Arimilli S, Nag B
Anergen Inc., Redwood City, CA 94063, USA.
Recept Signal Transduct. 1997;7(3):151-63.
Recently it has been shown that purified complexes of major histocompatibility (MHC) class II and antigenic peptide can recognize T-cell receptors (TCRs) on virally transformed CD4+ T-cells in vitro. It is not clearly understood whether peptide bound to purified MHC II molecules (MHC-P), or to MHC II molecules on the surface of antigen-presenting cells (APC-peptide), initiate similar or different signals in transformed human T-cells. To address this question, the expression of protein tyrosine kinases (PTKs), their phosphorylation, and the effect of various kinase inhibitors were investigated using transformed T- and B-cells. HLA-DR2- and MBP(84-102)-restricted cloned T-cells (SS8T) immortalized with herpes saimiri virus (HSV) and DR2-expressing lymphoblastoid B cells transformed with Epstein-Barr virus (EBV) were utilized in this study. The expression and phosphorylation of three major PTKs (1ck-56, fyn-59, zap-70) involved in signaling through the TCR were analyzed by enhanced chemiluminescence blots. T-cells exposed to soluble MHC-P complex did not show altered expression of 1ck-56 protein. In contrast, a decrease in 1ck expression was observed in SS8T cells when TCRs were engaged with APC-peptide. Upon interaction with the TCR, both MHC-P complex and APC-peptide showed increased fyn-59 protein expression and phosphorylation. In our experiments using immortalized T- and B-cells, the expression of zap-70 protein remained unchanged. When T-cells were exposed to herbimycin and H-7, inhibitors of PTKs and protein kinase C (PKC) pathways, respectively, a dose-dependent decrease in gamma-IFN levels was observed with both systems. However, in the presence of genestein, another PTK inhibitor, such decrease in gamma-IFN was observed only in the case in which T-cells were exposed to MHC-P complexes. These results together suggest that the occupancy of TCRs in transformed T-cells by soluble MHC-P complex and APC-peptide differs with respect to the 1ck expression, although both can induce signals that lead to increased fyn activity and its phosphorylation. In addition, genestein showed differential inhibitory effect on gamma-IFN production by T-cells exposed to APC-peptide and MHC-P complexes, suggesting that the TCR occupancy by MHC-P complex and APC-peptide have subtle differences in PTK pathways.

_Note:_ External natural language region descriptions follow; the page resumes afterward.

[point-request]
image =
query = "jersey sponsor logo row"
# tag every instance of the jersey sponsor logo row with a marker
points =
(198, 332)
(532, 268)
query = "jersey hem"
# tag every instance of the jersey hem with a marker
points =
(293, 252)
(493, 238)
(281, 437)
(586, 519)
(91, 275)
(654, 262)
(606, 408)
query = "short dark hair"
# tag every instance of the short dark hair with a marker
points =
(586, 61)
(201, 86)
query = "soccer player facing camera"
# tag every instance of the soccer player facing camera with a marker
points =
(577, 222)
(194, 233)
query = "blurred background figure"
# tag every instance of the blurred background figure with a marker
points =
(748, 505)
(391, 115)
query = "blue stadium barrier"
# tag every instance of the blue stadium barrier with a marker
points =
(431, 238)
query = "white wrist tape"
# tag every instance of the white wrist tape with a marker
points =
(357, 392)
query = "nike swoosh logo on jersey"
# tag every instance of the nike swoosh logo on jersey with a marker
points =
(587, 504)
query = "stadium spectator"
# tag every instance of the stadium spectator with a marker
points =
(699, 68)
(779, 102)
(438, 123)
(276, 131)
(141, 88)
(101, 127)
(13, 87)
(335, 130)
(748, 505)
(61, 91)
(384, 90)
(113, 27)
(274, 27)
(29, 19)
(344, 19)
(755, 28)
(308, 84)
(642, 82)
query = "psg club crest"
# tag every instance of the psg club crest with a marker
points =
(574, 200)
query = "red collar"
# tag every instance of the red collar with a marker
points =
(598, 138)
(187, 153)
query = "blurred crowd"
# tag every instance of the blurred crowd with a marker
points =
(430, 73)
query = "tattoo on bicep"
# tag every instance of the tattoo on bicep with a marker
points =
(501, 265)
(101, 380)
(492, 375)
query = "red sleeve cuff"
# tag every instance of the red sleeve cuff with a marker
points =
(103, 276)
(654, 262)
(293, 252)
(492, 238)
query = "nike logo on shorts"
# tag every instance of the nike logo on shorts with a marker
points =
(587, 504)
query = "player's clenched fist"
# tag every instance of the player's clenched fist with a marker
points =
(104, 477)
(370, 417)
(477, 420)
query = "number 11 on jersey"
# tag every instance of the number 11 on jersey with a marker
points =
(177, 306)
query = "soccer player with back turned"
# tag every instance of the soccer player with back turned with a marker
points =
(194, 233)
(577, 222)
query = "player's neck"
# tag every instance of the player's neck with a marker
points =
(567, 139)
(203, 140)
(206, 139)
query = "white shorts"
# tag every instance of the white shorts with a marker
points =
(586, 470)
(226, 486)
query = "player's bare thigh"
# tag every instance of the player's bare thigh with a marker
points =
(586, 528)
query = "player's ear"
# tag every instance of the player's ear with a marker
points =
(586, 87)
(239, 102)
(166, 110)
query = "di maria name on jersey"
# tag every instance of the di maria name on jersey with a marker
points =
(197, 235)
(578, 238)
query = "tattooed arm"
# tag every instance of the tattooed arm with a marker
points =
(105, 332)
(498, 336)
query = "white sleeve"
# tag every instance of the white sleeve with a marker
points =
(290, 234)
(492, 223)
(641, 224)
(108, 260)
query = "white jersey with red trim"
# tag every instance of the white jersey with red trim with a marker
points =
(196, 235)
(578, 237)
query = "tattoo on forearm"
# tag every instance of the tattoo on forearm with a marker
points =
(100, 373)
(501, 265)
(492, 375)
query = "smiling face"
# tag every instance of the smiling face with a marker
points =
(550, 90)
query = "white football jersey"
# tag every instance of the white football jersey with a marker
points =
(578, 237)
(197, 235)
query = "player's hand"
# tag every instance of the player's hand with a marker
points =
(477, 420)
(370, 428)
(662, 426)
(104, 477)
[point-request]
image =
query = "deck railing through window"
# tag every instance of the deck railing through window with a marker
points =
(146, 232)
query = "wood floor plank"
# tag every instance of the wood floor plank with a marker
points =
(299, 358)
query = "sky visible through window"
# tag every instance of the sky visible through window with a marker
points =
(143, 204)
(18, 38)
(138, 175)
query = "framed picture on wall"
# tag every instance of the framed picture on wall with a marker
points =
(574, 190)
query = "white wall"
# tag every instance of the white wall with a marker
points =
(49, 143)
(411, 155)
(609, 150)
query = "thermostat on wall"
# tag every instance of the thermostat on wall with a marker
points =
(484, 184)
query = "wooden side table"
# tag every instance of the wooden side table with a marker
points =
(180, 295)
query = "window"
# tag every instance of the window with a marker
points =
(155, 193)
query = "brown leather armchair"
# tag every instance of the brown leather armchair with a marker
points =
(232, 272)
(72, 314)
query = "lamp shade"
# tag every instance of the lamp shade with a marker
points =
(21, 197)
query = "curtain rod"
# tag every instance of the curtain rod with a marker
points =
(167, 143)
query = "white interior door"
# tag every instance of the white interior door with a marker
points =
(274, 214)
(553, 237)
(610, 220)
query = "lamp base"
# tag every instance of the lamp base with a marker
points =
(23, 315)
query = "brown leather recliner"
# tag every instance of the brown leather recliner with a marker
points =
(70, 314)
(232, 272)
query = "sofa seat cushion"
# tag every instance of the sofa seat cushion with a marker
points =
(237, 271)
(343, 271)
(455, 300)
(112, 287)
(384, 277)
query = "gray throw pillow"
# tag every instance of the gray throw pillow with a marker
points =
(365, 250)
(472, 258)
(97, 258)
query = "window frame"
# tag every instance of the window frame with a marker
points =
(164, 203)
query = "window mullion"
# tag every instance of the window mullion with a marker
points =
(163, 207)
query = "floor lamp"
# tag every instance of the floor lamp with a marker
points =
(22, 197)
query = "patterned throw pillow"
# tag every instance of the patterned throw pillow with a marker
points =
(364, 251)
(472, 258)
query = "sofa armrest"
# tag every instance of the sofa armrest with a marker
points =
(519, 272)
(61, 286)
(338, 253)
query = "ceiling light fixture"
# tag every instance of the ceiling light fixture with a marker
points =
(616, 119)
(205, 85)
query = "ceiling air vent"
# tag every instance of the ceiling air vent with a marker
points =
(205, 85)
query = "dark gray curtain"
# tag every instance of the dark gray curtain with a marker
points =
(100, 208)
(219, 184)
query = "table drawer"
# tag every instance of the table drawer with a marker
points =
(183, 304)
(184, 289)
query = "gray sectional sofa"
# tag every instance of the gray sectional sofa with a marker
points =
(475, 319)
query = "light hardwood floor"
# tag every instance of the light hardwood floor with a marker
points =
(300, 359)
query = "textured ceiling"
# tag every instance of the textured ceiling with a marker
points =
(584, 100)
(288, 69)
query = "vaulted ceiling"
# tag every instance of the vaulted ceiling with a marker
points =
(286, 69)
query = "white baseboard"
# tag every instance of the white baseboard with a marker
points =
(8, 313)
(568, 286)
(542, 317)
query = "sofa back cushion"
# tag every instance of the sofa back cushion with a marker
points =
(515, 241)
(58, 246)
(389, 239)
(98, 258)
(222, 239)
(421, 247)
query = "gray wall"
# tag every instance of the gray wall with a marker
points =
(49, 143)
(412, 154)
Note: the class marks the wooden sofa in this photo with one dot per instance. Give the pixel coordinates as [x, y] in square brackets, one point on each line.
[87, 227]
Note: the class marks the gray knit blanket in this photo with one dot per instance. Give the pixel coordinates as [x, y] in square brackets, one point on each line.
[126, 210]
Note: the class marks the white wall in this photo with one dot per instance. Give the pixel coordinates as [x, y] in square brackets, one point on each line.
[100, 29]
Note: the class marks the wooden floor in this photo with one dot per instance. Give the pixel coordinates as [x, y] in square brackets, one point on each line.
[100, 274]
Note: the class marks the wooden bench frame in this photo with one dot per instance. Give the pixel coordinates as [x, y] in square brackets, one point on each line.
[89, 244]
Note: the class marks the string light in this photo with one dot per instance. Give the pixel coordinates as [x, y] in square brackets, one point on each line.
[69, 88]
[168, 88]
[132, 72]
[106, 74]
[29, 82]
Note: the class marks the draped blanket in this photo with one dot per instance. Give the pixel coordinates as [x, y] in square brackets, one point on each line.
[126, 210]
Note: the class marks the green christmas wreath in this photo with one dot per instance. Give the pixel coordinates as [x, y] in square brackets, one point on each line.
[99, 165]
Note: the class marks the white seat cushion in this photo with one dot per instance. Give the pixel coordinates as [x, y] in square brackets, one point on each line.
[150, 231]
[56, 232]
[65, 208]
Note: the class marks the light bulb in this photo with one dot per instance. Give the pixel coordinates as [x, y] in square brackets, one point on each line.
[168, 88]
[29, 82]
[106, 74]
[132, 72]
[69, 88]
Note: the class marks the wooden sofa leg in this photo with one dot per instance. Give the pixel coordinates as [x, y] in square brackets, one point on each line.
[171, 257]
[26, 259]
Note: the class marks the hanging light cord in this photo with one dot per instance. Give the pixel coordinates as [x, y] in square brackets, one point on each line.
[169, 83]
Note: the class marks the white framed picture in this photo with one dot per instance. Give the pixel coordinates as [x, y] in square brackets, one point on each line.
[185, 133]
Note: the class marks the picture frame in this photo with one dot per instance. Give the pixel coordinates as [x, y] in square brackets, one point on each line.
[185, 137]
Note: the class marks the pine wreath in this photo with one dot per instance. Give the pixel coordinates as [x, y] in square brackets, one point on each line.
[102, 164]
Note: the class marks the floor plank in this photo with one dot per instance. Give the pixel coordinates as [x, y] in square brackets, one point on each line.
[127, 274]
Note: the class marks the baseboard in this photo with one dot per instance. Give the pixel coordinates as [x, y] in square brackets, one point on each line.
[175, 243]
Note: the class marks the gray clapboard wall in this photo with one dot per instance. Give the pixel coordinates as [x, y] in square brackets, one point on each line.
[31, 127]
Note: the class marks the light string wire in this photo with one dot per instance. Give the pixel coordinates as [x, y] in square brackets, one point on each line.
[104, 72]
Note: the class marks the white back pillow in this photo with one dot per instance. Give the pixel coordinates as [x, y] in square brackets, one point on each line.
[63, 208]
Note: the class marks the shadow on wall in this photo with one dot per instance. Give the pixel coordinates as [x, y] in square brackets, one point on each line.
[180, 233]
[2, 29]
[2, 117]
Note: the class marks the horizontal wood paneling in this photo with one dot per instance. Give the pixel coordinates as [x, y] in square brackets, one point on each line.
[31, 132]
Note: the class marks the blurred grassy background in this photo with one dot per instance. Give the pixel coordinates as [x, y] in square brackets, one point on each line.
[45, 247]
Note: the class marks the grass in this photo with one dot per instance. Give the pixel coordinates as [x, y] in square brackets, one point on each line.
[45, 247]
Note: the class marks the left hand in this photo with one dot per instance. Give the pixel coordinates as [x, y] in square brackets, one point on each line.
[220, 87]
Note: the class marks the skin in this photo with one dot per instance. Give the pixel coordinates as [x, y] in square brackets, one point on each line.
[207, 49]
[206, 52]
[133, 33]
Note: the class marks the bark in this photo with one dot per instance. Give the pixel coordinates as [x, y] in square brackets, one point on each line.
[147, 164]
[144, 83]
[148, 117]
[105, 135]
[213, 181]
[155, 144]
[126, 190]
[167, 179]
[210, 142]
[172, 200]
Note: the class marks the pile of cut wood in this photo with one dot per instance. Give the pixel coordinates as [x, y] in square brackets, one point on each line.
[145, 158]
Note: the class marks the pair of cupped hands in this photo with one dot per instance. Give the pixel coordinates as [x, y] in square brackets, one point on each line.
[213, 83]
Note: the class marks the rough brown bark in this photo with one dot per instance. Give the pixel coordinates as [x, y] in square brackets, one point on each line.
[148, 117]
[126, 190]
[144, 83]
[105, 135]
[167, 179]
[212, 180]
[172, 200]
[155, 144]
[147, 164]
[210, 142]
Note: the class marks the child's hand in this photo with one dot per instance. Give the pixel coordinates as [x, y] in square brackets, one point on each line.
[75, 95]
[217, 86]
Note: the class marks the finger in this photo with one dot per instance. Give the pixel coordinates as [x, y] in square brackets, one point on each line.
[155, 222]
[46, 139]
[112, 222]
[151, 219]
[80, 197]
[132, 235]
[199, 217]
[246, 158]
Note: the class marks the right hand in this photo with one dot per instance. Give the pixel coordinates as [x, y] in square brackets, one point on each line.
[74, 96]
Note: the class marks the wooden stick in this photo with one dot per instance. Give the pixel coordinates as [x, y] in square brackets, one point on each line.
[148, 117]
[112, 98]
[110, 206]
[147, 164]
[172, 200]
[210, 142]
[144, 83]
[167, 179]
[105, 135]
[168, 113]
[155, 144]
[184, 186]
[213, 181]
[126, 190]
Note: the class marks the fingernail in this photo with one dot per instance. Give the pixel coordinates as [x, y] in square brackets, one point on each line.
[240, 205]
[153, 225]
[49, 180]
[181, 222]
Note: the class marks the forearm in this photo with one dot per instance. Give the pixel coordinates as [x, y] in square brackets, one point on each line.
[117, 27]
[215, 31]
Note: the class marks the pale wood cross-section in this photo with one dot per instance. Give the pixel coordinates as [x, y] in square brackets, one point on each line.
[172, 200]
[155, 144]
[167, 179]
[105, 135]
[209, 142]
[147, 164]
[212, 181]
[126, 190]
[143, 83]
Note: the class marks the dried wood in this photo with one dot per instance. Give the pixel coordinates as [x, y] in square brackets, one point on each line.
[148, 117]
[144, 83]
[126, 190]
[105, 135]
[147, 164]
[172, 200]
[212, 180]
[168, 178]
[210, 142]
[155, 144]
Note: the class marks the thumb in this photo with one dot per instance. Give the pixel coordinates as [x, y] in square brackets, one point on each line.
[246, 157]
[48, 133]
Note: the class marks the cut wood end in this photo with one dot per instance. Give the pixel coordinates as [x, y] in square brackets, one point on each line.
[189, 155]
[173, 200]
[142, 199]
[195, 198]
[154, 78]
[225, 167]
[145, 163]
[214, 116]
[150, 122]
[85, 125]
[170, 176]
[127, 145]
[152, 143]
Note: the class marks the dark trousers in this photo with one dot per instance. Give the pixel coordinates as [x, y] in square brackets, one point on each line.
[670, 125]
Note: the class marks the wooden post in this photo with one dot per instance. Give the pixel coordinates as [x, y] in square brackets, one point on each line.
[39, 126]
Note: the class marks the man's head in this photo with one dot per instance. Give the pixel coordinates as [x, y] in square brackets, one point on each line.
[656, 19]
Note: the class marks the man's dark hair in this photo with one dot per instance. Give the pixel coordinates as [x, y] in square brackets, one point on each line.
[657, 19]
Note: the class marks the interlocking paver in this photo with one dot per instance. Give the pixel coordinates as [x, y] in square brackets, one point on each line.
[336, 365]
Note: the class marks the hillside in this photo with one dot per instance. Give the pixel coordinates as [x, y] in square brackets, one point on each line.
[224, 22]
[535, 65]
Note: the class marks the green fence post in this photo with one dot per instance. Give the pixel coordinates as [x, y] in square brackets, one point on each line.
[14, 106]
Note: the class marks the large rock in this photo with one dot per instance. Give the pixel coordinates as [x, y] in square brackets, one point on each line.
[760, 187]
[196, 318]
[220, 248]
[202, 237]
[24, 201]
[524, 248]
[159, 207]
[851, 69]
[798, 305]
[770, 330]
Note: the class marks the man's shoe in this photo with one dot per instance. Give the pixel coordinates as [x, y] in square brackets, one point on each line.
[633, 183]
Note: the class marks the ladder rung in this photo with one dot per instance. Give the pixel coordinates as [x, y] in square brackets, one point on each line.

最近研究表明,纯化的主要组织相容性复合体(MHC)II类分子与抗原肽复合物在体外能够识别病毒转化的CD4+ T细胞上的T细胞受体(TCR)。目前尚不清楚与纯化的MHC II类分子结合的肽(MHC-P),或与抗原呈递细胞表面的MHC II类分子结合的肽(APC-肽),在转化的人T细胞中引发的信号是相似还是不同。为了解决这个问题,我们使用转化的T细胞和B细胞研究了蛋白酪氨酸激酶(PTK)的表达、它们的磷酸化以及各种激酶抑制剂的作用。本研究利用感染疱疹病毒(HSV)永生化的HLA-DR2和髓鞘碱性蛋白(84-102)限制性克隆T细胞(SS8T),以及感染EB病毒(EBV)转化的表达DR2的淋巴母细胞样B细胞。通过增强化学发光印迹分析参与TCR信号传导的三种主要PTK(1ck-56、fyn-59、zap-70)的表达和磷酸化。暴露于可溶性MHC-P复合物的T细胞未显示1ck-56蛋白表达改变。相反,当TCR与APC-肽结合时,SS8T细胞中观察到1ck表达下降。与TCR相互作用后,MHC-P复合物和APC-肽均显示fyn-59蛋白表达和磷酸化增加。在我们使用永生化T细胞和B细胞的实验中,zap-70蛋白的表达保持不变。当T细胞分别暴露于PTK抑制剂赫曲霉素和蛋白激酶C(PKC)途径抑制剂H-7时,两个系统中γ-干扰素水平均出现剂量依赖性下降。然而,在存在另一种PTK抑制剂染料木黄酮的情况下,仅在T细胞暴露于MHC-P复合物时观察到γ-干扰素水平的下降。这些结果共同表明,可溶性MHC-P复合物和APC-肽在转化T细胞中占据TCR的情况在1ck表达方面有所不同,尽管两者都能诱导导致fyn活性及其磷酸化增加的信号。此外,染料木黄酮对暴露于APC-肽和MHC-P复合物的T细胞产生γ-干扰素具有不同的抑制作用,这表明MHC-P复合物和APC-肽占据TCR在PTK途径中存在细微差异。